Canada-based steel producer, Algoma Steel, has announced its financial and operational results for the second quarter ended June 30 of the fiscal year 2025.
In the second quarter, the company registered a net loss of CAD 110.6 million, compared to net income of CAD 6.1 million in the same period last year, while its revenues totaled $589.7 million, compared to $650.5 million in the prior-year quarter, mainly due to weakening market conditions, particularly due to the Section 232 Tariffs, which impacted the Algoma’s export sales and resulted in over-supply of the Canadian market at lower prices.

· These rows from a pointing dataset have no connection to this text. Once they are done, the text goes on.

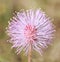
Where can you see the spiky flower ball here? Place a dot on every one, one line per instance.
(30, 28)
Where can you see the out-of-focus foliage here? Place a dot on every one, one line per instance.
(7, 8)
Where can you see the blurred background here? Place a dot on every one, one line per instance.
(7, 8)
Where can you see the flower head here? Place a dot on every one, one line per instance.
(30, 27)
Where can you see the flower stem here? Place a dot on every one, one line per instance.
(29, 54)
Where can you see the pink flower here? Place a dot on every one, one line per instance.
(30, 27)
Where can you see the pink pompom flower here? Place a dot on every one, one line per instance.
(30, 29)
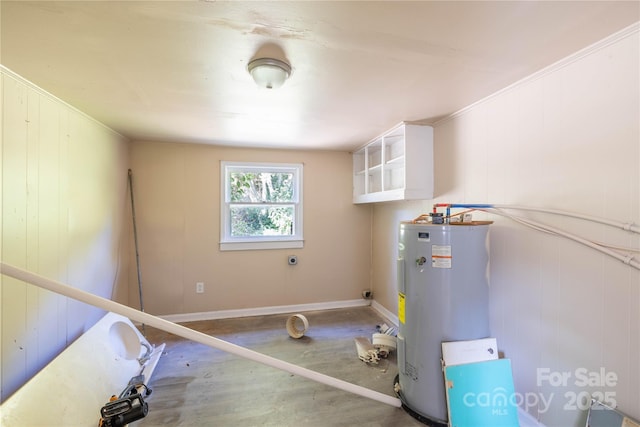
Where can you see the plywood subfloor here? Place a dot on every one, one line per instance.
(195, 385)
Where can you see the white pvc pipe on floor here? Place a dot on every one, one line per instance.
(190, 334)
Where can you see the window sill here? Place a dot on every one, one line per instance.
(248, 246)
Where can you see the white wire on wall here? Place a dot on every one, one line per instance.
(613, 251)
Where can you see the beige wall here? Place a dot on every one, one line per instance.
(567, 139)
(177, 190)
(63, 203)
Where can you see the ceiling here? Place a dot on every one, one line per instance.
(177, 70)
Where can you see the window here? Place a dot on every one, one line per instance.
(261, 206)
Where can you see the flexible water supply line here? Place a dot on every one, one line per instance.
(618, 224)
(626, 259)
(190, 334)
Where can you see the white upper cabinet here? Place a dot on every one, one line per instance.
(397, 165)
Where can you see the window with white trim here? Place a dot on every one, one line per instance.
(261, 206)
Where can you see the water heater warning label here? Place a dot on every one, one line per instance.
(441, 256)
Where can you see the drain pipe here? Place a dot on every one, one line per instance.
(190, 334)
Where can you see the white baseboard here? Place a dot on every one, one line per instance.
(262, 311)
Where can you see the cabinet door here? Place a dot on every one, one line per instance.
(359, 172)
(394, 167)
(374, 166)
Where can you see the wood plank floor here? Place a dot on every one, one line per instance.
(195, 385)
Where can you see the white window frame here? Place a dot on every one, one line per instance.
(230, 243)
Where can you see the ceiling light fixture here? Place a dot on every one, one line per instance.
(268, 72)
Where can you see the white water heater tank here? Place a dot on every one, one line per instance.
(443, 295)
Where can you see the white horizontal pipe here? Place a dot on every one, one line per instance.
(629, 260)
(190, 334)
(618, 224)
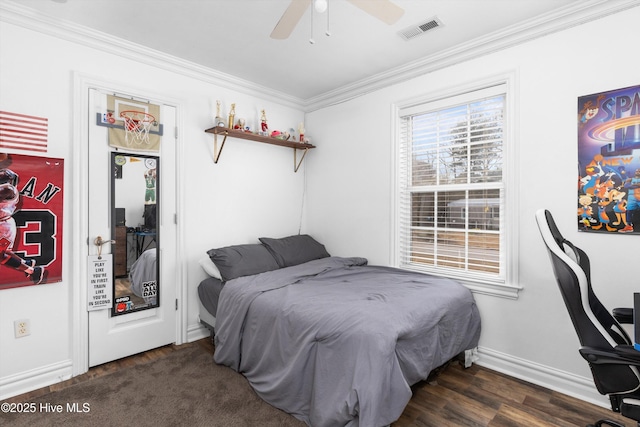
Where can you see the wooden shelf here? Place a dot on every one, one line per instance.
(235, 133)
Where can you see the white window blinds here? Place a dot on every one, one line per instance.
(451, 186)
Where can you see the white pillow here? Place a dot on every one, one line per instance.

In the second quarter, the company’s adjusted EBITDA was a loss of CAD 32.4 million and its EBITDA margin was 5.5 percent. The company’s shipments in Q2 totaled 472,056 mt, down by 6.5 percent from 503,152 mt in the same period last year.
In addition, as of June 30, 2025, the cumulative investment for the electric arc furnace (EAF) project was $881 million and the company expects the completion of the EAF project to be funded with cash-on-hand, cash generated through operations, and available borrowings under the company’s existing credit facility. Also, during the second quarter, the company incurred tariff-related costs of CAD 64.1 million.
Michael Garcia, Algoma’s Chief Executive Officer, said, “The second quarter of 2025 was a pivotal period for Algoma, during which we completed the preparations for our first production of Volta™—Algoma’s trademarked green steel. This milestone was realized in early July with the successful production of our inaugural steel in the first of our two state-of-the-art EAFs. While we delivered operational results for the quarter that were in line with our expectations, our financial performance continued to be impacted by ongoing tariff uncertainty and persistent weak steel market demand and pricing pressures. The uncertain market environment has created headwinds for shipments and pricing across the industry, but we remain focused on executing our strategic transformation.”
Mr. Garcia continued, “Achieving first arc and producing our first steel from the EAF in early July represents a historic accomplishment that marks the true beginning of our transition from a legacy higher-cost traditional steelmaker to one of the lowest-cost green steel producers in North America. While we can’t control market volatility and macro or geopolitical uncertainties, we are focused on what we can control: the safe operation of our assets and the completion of the EAF project, which provides us with a structural cost advantage that will serve us well through market cycles, creating lasting value for all stakeholders.”